= Prague International Jazz Festival =

Annual jazz festival in Prague, Czech Republic

Prague International Jazz Festival (Mezinárodní jazzový festival Praha) is a traditional jazz festival held annually in Reduta Jazz Club, in Prague, Czech Republic established in 1964.

== History ==
Prague International Jazz Festival is the oldest music festival in the Czech Republic and also one of the oldest and most traditional ones in Europe. It became an autumn tradition as an equivalent to the Prague Spring International Music Festival of classical music, which is held in the beginning of the year.

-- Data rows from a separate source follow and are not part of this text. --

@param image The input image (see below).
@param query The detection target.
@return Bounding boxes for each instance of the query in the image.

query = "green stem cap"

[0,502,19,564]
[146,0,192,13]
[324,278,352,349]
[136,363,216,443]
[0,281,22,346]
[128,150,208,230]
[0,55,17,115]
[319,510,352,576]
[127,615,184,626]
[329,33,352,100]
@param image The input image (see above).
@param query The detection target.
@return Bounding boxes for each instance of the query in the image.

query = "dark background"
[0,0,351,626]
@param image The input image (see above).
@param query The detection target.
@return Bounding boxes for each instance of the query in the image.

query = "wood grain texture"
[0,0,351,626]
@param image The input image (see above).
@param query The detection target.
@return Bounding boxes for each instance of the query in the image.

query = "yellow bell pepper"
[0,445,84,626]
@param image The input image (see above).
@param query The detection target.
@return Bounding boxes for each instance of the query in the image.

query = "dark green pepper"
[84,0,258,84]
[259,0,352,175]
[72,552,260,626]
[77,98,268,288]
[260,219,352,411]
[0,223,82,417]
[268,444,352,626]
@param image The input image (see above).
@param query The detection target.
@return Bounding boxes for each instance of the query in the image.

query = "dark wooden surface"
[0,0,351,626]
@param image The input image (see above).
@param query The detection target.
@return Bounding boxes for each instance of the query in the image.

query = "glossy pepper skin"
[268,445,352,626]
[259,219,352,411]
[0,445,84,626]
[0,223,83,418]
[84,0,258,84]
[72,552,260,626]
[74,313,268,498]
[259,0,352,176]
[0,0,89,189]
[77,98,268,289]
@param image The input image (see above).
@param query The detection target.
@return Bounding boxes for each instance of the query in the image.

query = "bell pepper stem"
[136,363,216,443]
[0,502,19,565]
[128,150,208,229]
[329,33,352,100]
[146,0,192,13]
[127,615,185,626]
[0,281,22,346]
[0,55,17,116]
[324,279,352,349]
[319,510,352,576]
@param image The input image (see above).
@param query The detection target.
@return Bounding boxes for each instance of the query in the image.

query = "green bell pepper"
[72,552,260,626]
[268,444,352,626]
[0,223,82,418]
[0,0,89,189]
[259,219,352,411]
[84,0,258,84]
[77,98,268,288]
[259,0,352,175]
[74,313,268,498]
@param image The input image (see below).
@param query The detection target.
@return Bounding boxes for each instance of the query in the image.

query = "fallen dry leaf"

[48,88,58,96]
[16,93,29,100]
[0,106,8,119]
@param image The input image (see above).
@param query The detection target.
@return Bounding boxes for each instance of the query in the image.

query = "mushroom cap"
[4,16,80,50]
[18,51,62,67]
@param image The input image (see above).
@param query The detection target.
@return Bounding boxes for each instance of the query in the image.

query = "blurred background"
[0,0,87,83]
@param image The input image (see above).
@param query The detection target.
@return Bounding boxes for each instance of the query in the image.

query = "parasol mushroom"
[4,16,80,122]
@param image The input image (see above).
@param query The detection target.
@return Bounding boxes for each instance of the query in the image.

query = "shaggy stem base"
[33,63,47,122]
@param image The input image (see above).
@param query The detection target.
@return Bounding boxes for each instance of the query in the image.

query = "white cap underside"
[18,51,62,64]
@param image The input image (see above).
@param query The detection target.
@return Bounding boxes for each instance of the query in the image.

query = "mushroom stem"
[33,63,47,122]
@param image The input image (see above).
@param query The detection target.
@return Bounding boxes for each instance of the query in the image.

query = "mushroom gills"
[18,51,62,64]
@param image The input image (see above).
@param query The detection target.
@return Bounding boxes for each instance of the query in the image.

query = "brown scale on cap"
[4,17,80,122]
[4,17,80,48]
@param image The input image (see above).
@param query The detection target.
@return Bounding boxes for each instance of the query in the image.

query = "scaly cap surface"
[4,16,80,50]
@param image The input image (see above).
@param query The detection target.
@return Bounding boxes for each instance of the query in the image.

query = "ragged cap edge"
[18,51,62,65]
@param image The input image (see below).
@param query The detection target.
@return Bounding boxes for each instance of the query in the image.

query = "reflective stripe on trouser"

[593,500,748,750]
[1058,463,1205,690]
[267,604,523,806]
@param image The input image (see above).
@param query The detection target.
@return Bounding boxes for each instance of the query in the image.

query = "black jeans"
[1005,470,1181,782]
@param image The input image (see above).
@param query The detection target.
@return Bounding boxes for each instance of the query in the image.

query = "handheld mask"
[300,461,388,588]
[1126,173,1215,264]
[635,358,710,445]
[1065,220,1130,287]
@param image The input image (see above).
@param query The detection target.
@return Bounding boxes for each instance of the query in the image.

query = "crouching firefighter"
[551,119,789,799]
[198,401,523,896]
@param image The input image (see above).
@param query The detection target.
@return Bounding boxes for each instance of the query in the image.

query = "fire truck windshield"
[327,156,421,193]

Musicians who have performed at the festival include Mr. Acker Bilk & his Bristol Paramount Jazz Band (1964 & 1982), Rahsaan Roland Kirk (1967), Duke Ellington Orchestra (1968), Count Basie Orchestra & Oscar Peterson & Big Joe Turner (1974), Benny Goodman (1976), Didier Lockwood (1984), Stéphane Grappelli (1988), B.B. King (1990), Chick Corea Elektric Band (1991), Dave Brubeck Quartet (1996), Tony Bennett & Ralph Sharon Trio (1997), New York Voices (1998), Mal Waldron and Albert Mangelsdorff (2001), Rhoda Scott (2006), Boris Kozlov (2013).